The Alzheimer's Association also offers a variety of resources to support health systems and clinicians throughout the disease continuum, including early detection and diagnosis of Alzheimer's and other dementias, management of these conditions, and care planning and support services following a diagnosis.
For a complete listing of available Alzheimer's Association resources to support health systems and clinicians, visit alz.org/professionals/health-systems-clinicians.
This Special Report underscores the urgent need to develop the medical workforce to meet current and future demands for quality diagnosis and care of people living with Alzheimer's and other dementias. Current and projected future shortages in specialist care—geriatricians, neurologists, geriatric psychiatrists and neuropsychologists—place the burden of the vast majority of patient care on PCPs. However, while PCPs recognize that they are on the front lines of this crisis and feel a duty to provide the highest quality care, they report that the medical profession is not prepared to adequately face the problem, acknowledge that there is a shortage of specialists to receive patient referrals, and note that training opportunities are lacking or difficult to access.
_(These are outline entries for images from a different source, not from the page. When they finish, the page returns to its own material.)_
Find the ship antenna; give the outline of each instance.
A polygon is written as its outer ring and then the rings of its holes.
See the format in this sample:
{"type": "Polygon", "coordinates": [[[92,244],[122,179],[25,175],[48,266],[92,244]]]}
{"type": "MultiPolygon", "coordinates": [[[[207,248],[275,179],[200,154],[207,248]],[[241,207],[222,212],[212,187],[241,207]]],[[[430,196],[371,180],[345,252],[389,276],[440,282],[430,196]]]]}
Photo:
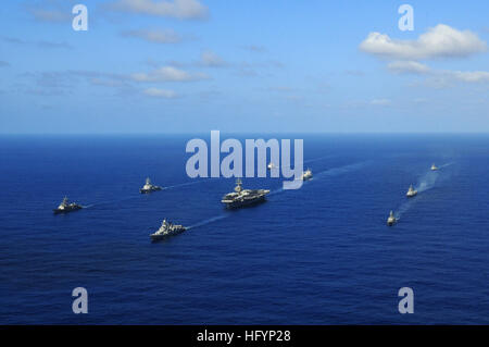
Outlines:
{"type": "Polygon", "coordinates": [[[236,179],[236,187],[235,187],[235,191],[236,191],[236,193],[239,193],[239,191],[242,190],[241,184],[242,184],[242,182],[241,182],[240,178],[236,179]]]}

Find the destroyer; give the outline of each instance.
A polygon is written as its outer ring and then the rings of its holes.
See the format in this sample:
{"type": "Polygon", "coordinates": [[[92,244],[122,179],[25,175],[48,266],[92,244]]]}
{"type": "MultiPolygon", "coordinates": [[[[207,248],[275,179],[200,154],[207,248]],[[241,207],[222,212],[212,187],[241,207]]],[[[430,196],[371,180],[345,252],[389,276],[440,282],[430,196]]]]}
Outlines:
{"type": "Polygon", "coordinates": [[[390,211],[389,218],[387,219],[387,225],[392,226],[398,222],[396,216],[393,215],[393,212],[390,211]]]}
{"type": "Polygon", "coordinates": [[[68,212],[77,211],[80,209],[83,209],[83,207],[80,205],[75,203],[75,202],[68,203],[68,199],[66,197],[64,197],[63,201],[60,203],[58,209],[53,210],[53,212],[54,212],[54,214],[68,213],[68,212]]]}
{"type": "Polygon", "coordinates": [[[153,193],[153,191],[161,190],[161,189],[162,189],[162,187],[160,187],[160,186],[153,186],[151,184],[150,178],[146,178],[146,184],[142,186],[141,189],[139,189],[139,193],[140,194],[149,194],[149,193],[153,193]]]}
{"type": "Polygon", "coordinates": [[[406,196],[408,198],[412,198],[412,197],[414,197],[414,196],[416,196],[416,195],[417,195],[417,190],[415,190],[415,189],[413,188],[413,185],[411,185],[410,188],[408,189],[408,193],[405,194],[405,196],[406,196]]]}
{"type": "Polygon", "coordinates": [[[168,236],[174,236],[174,235],[180,234],[180,233],[185,232],[187,228],[183,225],[176,225],[176,224],[173,224],[172,222],[166,222],[166,220],[163,220],[163,223],[161,224],[158,232],[155,232],[154,234],[151,234],[150,237],[152,240],[164,239],[168,236]]]}
{"type": "Polygon", "coordinates": [[[312,171],[310,169],[305,170],[305,172],[302,174],[301,179],[302,181],[309,181],[312,178],[312,171]]]}
{"type": "Polygon", "coordinates": [[[228,209],[237,209],[265,201],[265,196],[269,193],[267,189],[243,189],[241,179],[236,181],[234,193],[226,194],[221,202],[228,209]]]}

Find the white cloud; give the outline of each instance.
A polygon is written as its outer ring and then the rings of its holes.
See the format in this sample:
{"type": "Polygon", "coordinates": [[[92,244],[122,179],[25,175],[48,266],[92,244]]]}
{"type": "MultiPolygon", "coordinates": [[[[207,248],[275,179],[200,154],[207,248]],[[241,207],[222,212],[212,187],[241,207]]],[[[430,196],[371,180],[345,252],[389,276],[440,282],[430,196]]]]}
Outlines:
{"type": "Polygon", "coordinates": [[[142,92],[153,98],[175,99],[178,97],[175,91],[168,89],[148,88],[142,92]]]}
{"type": "Polygon", "coordinates": [[[371,33],[360,44],[364,52],[399,60],[419,60],[435,58],[462,58],[487,49],[485,41],[469,30],[457,30],[438,24],[422,34],[417,40],[391,39],[386,34],[371,33]]]}
{"type": "Polygon", "coordinates": [[[466,83],[487,83],[489,82],[489,72],[486,71],[452,71],[448,72],[453,78],[466,83]]]}
{"type": "Polygon", "coordinates": [[[208,8],[198,0],[117,0],[113,10],[179,20],[204,18],[208,8]]]}
{"type": "Polygon", "coordinates": [[[123,32],[124,37],[137,37],[150,42],[156,44],[177,44],[181,41],[181,37],[174,30],[129,30],[123,32]]]}
{"type": "Polygon", "coordinates": [[[394,61],[387,65],[387,69],[393,73],[412,73],[412,74],[426,74],[430,69],[416,61],[394,61]]]}
{"type": "Polygon", "coordinates": [[[136,82],[191,82],[209,79],[209,76],[201,73],[191,74],[173,66],[163,66],[150,73],[133,74],[131,78],[136,82]]]}

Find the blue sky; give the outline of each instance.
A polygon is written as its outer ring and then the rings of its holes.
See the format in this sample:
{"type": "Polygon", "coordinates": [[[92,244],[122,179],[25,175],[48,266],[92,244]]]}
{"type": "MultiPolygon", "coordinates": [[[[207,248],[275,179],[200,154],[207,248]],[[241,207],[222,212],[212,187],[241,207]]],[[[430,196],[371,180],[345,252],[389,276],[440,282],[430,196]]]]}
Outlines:
{"type": "Polygon", "coordinates": [[[0,133],[489,132],[488,1],[5,1],[0,133]],[[88,32],[72,7],[88,8],[88,32]],[[414,30],[398,8],[414,9],[414,30]]]}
The severity of these needs requires solutions that develop the specialty workforce while also improving capacity in primary care.
The Alzheimer's Association acknowledges the contributions of Joseph Gaugler, Ph.D., Bryan James, Ph.D., Tricia Johnson, Ph.D., Allison Marin, Ph.D., and Jennifer Weuve, M.P.H., Sc.D., in the preparation of 2020 Alzheimer's Disease Facts and Figures.
- A1. Estimated number (prevalence) of Americans age 65 and older with Alzheimer's dementia for 2020 (prevalence of Alzheimer's in 2020): The number 5.8 million is from published prevalence estimates based on incidence data from the Chicago Health and Aging Project (CHAP) and population estimates from the 2010 U.S. Census.62
- A2. Percentage of total Alzheimer's dementia cases by age groups: Percentages for each age group are based on the estimated 200,000 people under 65,62 plus the estimated numbers for people age 65 to 74 (1 million), 75 to 84 (2.7 million), and 85+ (2.1 million) based on prevalence estimates for each age group and incidence data from the CHAP study.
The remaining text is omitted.